Ausgangspunkt für mein Interesse am Dramatischen Gestalten im Deutschunterricht war ein Praktikum in der sechsten Klasse einer Berliner Grundschule. Im Deutschunterricht sollte das Verfassen eines Spieltextes für eine geplante Aufführung durchgeführt werden. Da mir die Einführung in dieses Projekt oblag, hielt ich es für zentral, dass die Kinder vor dem Schreiben der Spielvorlage lernten, wie ein Dramentext aufgebaut ist, dass sie also entsprechende literaturwissenschaftliche Kenntnisse erwarben. Es war mir insbesondere daran gelegen, dass dieser Erwerb handelnd erfolgte. Bei der anschließenden Durchführung des Unterrichts war ich überrascht von dem Spaß und Eifer, mit dem die Kinder - auch solche mit größeren Schwierigkeiten im Fach Deutsch - schrieben, spielten und Regie führten und auf diese Weise sehr viel in kurzer Zeit lernten, ohne dabei erkennbar einer anstrengenden Lernatmosphäre ausgesetzt gewesen zu sein. Ich begann mich nun weitergehend für das Thema zu interessieren, so dass ich es schließlich als Thema für meine Masterarbeit auswählte. Beim Sichten der Literatur fiel mir jedoch auf, dass die meisten verfügbaren Arbeiten zum Thema mindestens 20 Jahre alt waren, während es gleichzeitig einen Anstieg bei der Anzahl solcher Veröffentlichungen gab, die das Dramatische Gestalten in Hinblick auf das Schulfach Darstellendes Spiel behandelten.

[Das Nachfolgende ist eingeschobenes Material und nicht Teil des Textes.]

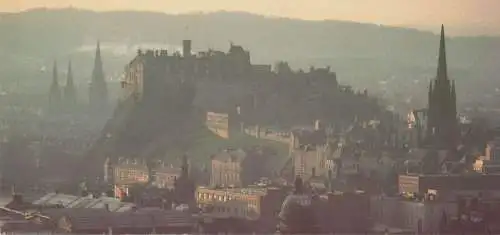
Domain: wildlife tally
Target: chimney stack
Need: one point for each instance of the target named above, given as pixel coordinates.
(186, 48)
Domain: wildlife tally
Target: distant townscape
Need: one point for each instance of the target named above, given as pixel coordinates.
(209, 142)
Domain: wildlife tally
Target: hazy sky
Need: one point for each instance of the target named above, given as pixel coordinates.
(393, 12)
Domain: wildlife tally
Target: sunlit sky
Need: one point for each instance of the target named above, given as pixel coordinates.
(391, 12)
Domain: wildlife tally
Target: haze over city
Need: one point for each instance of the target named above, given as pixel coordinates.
(463, 17)
(250, 117)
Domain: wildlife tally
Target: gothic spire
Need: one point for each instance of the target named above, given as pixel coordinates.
(69, 89)
(98, 73)
(98, 93)
(55, 80)
(442, 73)
(453, 99)
(429, 95)
(185, 167)
(69, 81)
(54, 93)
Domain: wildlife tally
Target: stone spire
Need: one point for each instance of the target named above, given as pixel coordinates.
(98, 93)
(69, 89)
(185, 167)
(453, 99)
(55, 92)
(441, 116)
(442, 72)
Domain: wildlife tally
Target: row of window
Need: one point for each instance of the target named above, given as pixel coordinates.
(244, 212)
(224, 198)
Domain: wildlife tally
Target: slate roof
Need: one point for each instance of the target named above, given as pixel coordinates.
(71, 201)
(137, 220)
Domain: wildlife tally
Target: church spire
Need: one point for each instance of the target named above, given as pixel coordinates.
(54, 93)
(429, 95)
(185, 167)
(98, 93)
(453, 99)
(442, 73)
(69, 89)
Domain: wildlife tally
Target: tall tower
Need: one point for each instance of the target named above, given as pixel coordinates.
(442, 107)
(98, 91)
(54, 92)
(70, 90)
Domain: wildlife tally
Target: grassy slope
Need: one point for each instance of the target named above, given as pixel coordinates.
(205, 143)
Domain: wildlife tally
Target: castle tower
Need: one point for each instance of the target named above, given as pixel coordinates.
(98, 91)
(54, 92)
(184, 186)
(70, 90)
(442, 109)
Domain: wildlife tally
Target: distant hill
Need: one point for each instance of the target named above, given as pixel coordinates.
(362, 54)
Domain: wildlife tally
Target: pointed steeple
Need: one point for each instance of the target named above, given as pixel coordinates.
(98, 93)
(185, 167)
(442, 72)
(429, 95)
(54, 92)
(453, 95)
(55, 80)
(69, 89)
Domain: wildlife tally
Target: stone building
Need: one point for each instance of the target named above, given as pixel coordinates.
(254, 207)
(227, 168)
(127, 172)
(310, 151)
(240, 168)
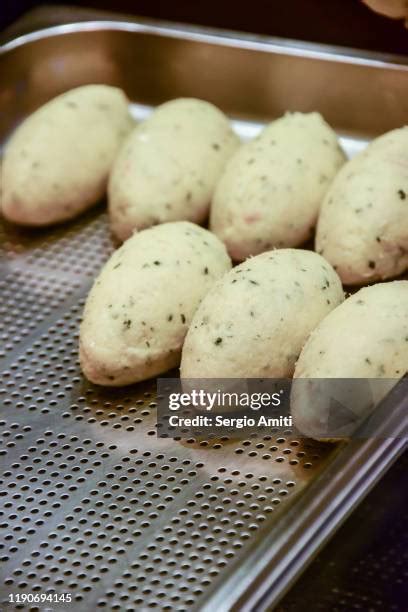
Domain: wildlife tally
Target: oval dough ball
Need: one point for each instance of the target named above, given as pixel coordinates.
(57, 162)
(140, 307)
(168, 168)
(255, 320)
(366, 337)
(363, 223)
(272, 188)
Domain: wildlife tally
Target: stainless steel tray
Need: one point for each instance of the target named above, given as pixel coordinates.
(93, 503)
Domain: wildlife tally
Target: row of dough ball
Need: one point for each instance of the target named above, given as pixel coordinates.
(264, 194)
(169, 295)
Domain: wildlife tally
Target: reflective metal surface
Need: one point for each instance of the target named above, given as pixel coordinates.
(92, 502)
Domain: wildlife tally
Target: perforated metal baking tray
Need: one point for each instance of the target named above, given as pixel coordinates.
(93, 503)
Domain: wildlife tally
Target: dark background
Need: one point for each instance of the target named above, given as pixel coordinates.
(365, 566)
(339, 22)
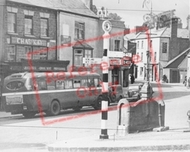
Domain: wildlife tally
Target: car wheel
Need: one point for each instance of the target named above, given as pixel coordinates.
(97, 104)
(29, 114)
(54, 108)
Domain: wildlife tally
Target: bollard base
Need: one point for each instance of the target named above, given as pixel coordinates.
(159, 129)
(187, 130)
(104, 136)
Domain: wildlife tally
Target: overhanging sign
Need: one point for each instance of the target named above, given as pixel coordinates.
(28, 41)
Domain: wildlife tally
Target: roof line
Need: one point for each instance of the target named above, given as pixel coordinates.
(96, 17)
(171, 61)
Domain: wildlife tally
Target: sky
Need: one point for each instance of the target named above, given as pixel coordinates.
(132, 11)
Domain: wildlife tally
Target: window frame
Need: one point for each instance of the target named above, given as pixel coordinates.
(42, 27)
(26, 28)
(79, 32)
(117, 45)
(12, 53)
(164, 48)
(13, 23)
(78, 55)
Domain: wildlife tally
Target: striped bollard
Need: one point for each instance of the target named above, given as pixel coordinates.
(104, 105)
(106, 26)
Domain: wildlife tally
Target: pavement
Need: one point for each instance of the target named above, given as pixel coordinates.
(174, 139)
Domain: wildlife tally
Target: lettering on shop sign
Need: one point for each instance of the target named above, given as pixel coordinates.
(28, 41)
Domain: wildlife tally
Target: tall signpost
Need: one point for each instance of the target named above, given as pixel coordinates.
(106, 26)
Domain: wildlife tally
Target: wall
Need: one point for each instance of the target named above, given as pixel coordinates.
(2, 29)
(50, 40)
(164, 56)
(67, 21)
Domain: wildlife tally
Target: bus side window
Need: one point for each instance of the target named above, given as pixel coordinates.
(96, 82)
(68, 84)
(41, 84)
(91, 82)
(60, 85)
(51, 85)
(84, 83)
(76, 83)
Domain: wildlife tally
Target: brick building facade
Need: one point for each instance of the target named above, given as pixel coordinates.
(28, 29)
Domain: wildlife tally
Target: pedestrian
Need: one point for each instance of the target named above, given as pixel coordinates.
(132, 79)
(185, 81)
(188, 83)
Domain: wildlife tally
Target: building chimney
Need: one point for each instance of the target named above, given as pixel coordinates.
(173, 45)
(88, 3)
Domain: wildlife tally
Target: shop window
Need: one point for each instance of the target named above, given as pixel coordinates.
(28, 28)
(141, 56)
(116, 45)
(141, 71)
(79, 30)
(88, 56)
(164, 47)
(42, 55)
(115, 76)
(78, 57)
(44, 27)
(11, 53)
(137, 44)
(11, 22)
(154, 56)
(150, 43)
(142, 44)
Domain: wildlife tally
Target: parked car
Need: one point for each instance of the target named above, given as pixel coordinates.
(115, 93)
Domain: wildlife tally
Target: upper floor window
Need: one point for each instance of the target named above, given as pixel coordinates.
(11, 19)
(78, 57)
(150, 43)
(137, 44)
(164, 47)
(79, 30)
(28, 28)
(141, 56)
(142, 44)
(44, 27)
(11, 22)
(116, 45)
(154, 56)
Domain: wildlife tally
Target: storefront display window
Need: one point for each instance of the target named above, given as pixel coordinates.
(11, 53)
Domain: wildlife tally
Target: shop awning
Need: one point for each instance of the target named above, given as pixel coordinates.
(82, 45)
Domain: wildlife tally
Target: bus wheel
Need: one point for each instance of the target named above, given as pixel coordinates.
(113, 98)
(77, 108)
(97, 104)
(54, 108)
(29, 114)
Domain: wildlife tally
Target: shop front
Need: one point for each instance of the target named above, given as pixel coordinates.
(40, 49)
(119, 69)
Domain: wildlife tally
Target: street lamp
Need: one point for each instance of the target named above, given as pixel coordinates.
(147, 54)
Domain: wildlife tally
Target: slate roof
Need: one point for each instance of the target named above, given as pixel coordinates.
(163, 32)
(71, 6)
(175, 62)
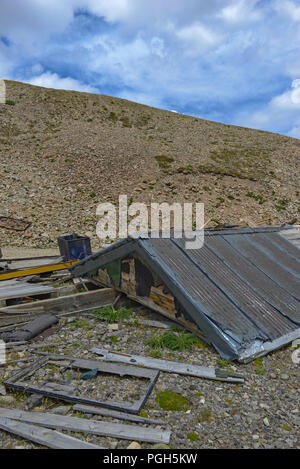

Das Fach Darstellendes Spiel hat sich erst in den letzten 20 Jahren etabliert und ist immer noch mit seiner Definierung und Begründung beschäftigt und um Ausweitung bemüht. Es scheint unter einem größeren Druck zu stehen, seine Ziele, Aufgabenfelder und Berechtigungen zu erklären als dies beim Deutschunterricht in Bezug auf das Dramatische Gestalten gegenwärtig der Fall ist. Im Fach Deutsch hat das Thema in Westdeutschland seine Ausweitung und Definierung im Wesentlichen zwischen 1970 und 1990 erfahren und war zu dieser Zeit entsprechend häufiger in der Literatur vertreten. (Siehe: Heising 1991, S. 24)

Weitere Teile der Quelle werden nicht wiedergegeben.